Mel Stride is the Member of Parliament for Central Devon, founder of the Deep Blue group, and an entrepreneur.

Along with its headline grabbing decision to look into the practicalities of a General Strike over public sector pay and conditions, a key message from last week’s TUC conference is that the union movement is especially determined to confront the Government over labour market reform. Departing General Secretary, Brendan Barber, dismissed planned Government measures as nothing more than "making it easier for bad employers to get away with misconduct" and asserted that easing labour regulations "will not create a single new job". His views are shared widely across the trade union movement and the reform of employment legislation is likely to occupy a key area in the battleground between unions and government over the coming months.

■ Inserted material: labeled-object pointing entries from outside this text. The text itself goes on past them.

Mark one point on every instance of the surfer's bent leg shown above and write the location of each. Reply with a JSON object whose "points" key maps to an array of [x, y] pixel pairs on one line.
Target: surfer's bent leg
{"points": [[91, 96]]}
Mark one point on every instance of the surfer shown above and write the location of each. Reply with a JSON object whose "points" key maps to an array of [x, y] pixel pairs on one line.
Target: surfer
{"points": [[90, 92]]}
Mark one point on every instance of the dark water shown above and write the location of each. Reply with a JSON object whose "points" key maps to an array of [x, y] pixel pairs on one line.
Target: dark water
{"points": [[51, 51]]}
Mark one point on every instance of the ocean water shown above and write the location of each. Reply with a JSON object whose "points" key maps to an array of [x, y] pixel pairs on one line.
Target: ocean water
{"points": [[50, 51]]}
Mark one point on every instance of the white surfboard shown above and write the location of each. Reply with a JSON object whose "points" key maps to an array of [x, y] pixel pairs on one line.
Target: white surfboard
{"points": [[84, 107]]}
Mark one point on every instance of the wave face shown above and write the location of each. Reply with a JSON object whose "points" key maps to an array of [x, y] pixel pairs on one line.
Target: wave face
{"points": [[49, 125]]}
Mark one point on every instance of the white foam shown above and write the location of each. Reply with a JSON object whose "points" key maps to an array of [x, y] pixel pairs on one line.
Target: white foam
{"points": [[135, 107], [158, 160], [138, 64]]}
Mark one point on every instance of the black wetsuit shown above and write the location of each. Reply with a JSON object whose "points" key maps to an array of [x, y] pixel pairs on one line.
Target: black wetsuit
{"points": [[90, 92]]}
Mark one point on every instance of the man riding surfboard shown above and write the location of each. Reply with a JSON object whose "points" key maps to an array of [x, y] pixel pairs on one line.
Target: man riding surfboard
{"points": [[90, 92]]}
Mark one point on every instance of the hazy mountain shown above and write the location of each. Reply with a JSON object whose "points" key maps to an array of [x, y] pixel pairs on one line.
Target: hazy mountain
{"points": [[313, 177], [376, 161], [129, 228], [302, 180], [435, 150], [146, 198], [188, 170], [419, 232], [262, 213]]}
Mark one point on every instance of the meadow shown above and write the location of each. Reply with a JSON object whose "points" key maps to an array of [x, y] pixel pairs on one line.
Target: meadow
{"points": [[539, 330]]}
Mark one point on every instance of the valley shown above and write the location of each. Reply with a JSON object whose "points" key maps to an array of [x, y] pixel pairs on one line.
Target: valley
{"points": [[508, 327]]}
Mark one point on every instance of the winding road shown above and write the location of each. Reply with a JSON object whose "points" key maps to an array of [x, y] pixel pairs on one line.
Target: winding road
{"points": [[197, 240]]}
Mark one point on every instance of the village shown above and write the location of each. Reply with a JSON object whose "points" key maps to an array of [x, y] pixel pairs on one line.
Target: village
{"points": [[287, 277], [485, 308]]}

The line adopted by the TUC on supply-side reform is to misunderstand both the severity of our current economic challenges and the importance of enterprise and business in helping us to come through them. To propel ourselves firmly out of recession it will be increasingly important to leverage enterprise and to continue to press ever harder in our support for business. The Government has already done a great deal. The Chancellor’s progressive step-down in corporation tax rates and the recently announced reforms to employment tribunals are welcome examples of bold and positive action. And John Hayes in particular leaves a legacy of real success through his boosting of high quality apprenticeships – an achievement that will in turn inject skills and growth into the veins of our economy for many years to come.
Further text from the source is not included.